Foreign desk: Biden’s Incoherence on Russia
By “bluntly and accurately” calling Vladmir Putin “a killer,” President Biden “brought a dramatic change in America’s tone toward Russia,” showing that “he saw no need to be diplomatic about the leader of a regime that has repeatedly attacked US interests,” notes Garry Kasparov at The Wall Street Journal. But Biden ruined that last week by inviting Putin to a summit meeting, signaling that the Russian strongman is “still worthy of the support of the oligarchs and elites whose fortunes he guarantees.” It’s back to the same old cycle: “Putin attacks; the West retaliates weakly, then offers concessions for dialogue until Mr. Putin attacks again.” Yet Washington “has the ability to threaten an overwhelming response to Mr. Putin’s invasions, hacking, election meddling and assassinations” — if Biden would just find the will.

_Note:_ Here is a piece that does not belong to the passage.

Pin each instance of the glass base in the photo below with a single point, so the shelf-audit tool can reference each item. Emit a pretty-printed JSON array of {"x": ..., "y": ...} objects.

From the right: China’s Empty Climate Promises
Team Biden weather envoy John Kerry returned from talks in China suggesting he had “achieved some sort of climate-change breakthrough,” but any “progress at all in Shanghai this month . . . was entirely rhetorical,” concludes the Washington Examiner’s Hugo Gurdon. “Beijing is an infamously effective negotiator willing to say whatever is expedient,” while pocketing “any concessions it can extract from whichever hopeful interlocutor comes begging, then ratchet up its demands in exchange for more nonbinding promises.” All Kerry really got was “smiling vagueness.” President “Biden and Kerry are bent [on] weakening the US and strengthening its enemies” without achieving meaningful climate gains.